Brokerage firms are facing a mounting surge of FINRA arbitration claims and lawsuits for client identity theft and hacking related issues. Brokerage firms and registered investment advisory firms are on notice that hackers and unauthorized third parties are attempting to, and actually being successful, in fraudulently withdrawing funds from investor accounts. In many instances, the brokerage firms can be successfully sued by investors who have had their accounts hacked, their identify stolen or who have had unauthorized sums stolen from their accounts. Our investment fraud law firm has handled these sorts of FINRA arbitration claims in the past and will likely see more of these arbitration claims and lawsuits in the future.
Brokerage firms and RIAs are officially on notice by regulators that they must guard against and supervise to prevent these sorts of ID hacks.

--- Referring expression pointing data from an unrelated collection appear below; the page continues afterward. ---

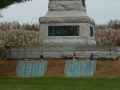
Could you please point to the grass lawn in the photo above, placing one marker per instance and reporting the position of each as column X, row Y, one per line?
column 59, row 83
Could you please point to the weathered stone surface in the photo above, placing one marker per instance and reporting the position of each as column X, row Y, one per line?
column 66, row 13
column 80, row 19
column 65, row 5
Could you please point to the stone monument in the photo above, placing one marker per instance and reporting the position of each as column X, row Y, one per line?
column 66, row 23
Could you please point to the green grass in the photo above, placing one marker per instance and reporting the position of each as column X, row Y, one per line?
column 59, row 83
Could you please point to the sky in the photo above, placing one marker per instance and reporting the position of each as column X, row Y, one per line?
column 99, row 10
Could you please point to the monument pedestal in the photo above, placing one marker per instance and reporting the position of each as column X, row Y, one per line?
column 66, row 23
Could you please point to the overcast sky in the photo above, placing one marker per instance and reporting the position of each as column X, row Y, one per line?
column 100, row 10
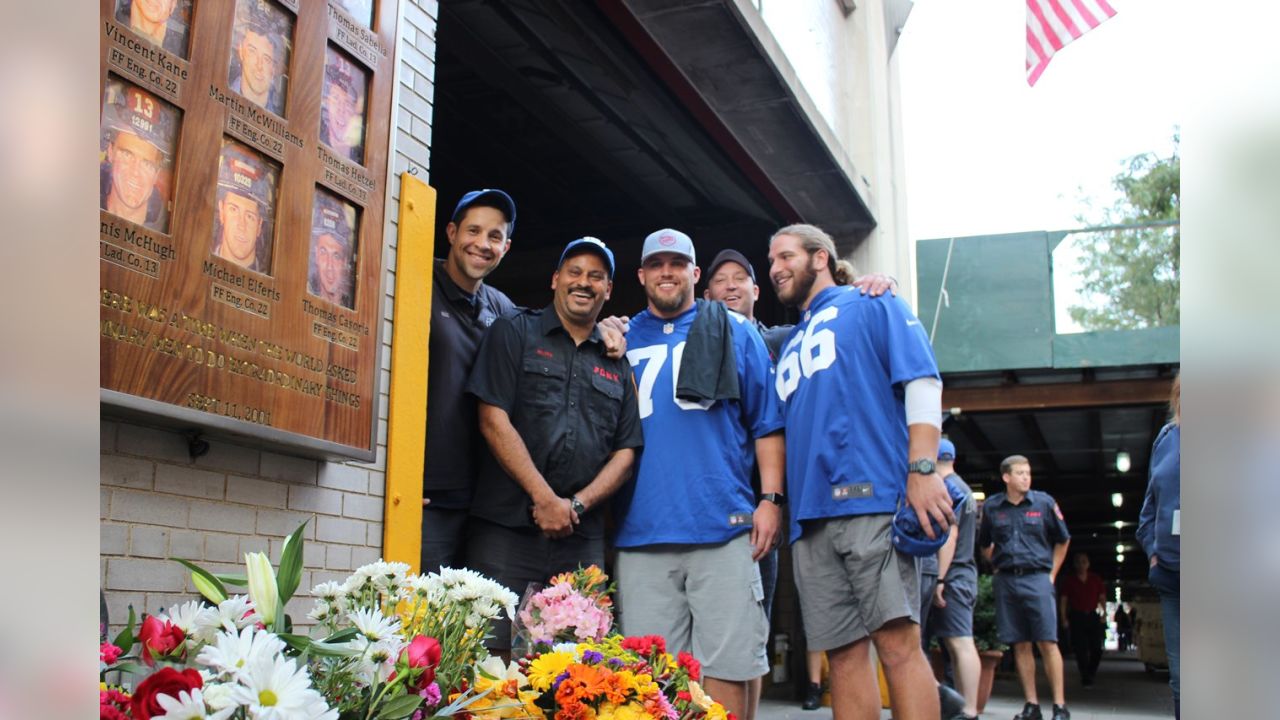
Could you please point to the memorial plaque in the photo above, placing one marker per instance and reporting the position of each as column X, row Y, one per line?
column 242, row 167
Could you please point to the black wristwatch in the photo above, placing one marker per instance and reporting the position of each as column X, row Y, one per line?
column 923, row 466
column 775, row 497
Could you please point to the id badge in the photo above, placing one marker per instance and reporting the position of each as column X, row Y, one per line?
column 850, row 491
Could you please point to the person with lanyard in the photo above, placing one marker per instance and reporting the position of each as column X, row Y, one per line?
column 1025, row 538
column 1160, row 533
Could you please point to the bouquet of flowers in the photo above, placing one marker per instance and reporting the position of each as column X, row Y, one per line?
column 620, row 678
column 388, row 642
column 576, row 606
column 416, row 633
column 218, row 660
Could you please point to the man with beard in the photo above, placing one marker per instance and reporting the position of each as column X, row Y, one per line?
column 691, row 528
column 732, row 282
column 256, row 58
column 562, row 425
column 135, row 156
column 863, row 397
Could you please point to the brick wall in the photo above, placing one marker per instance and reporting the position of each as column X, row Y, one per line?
column 156, row 502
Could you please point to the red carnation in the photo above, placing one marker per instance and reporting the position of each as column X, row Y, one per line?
column 167, row 680
column 423, row 652
column 691, row 665
column 160, row 637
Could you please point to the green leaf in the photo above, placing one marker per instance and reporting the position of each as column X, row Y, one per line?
column 289, row 574
column 205, row 582
column 342, row 636
column 402, row 706
column 124, row 641
column 131, row 668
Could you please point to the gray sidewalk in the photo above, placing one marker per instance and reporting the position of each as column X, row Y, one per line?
column 1124, row 691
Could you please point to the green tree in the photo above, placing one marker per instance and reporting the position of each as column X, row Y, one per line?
column 1134, row 272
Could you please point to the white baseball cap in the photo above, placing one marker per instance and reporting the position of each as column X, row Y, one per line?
column 668, row 241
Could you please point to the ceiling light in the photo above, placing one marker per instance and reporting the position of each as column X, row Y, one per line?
column 1123, row 461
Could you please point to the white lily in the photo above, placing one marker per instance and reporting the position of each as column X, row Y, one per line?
column 261, row 586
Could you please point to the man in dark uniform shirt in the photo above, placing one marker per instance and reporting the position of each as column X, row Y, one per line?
column 462, row 308
column 1025, row 538
column 562, row 425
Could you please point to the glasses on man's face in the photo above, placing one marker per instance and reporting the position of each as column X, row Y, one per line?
column 126, row 156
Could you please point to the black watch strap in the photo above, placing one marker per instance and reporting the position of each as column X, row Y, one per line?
column 775, row 497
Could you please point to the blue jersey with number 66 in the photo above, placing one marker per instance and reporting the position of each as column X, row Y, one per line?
column 693, row 484
column 841, row 374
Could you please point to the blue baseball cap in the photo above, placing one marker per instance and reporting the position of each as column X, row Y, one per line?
column 488, row 197
column 910, row 538
column 588, row 245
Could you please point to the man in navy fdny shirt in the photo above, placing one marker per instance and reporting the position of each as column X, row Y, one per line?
column 863, row 415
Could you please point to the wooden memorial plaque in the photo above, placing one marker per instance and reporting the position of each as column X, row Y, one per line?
column 243, row 182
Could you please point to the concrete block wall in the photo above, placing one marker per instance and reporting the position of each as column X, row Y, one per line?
column 156, row 502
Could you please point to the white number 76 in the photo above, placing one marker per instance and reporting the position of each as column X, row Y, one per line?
column 654, row 358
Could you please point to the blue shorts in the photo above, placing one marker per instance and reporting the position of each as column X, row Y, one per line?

Failure to do so can make the firms financially responsible to the investors who were impacted. Unfortunately, these cyber hacks and ID thefts are all too common at brokerage firms. Recently, a Morgan Stanley advisor stole account data from as many as 350,000 clients with some of that information later placed for sale online.
According to a February report issued by the U.S. Securities and Exchange Commission, most of the firms examined by the SEC disclosed they were the subject of a cyber-related incident — 88% of broker-dealers and 74% of RIAs reported they experienced cyber attacks directly or through one or more of their vendors. The majority of the cyber-related incidents involved malware and fraudulent e-mails. Brokerage firms can no longer bury their heads in the sand when it comes to these issues.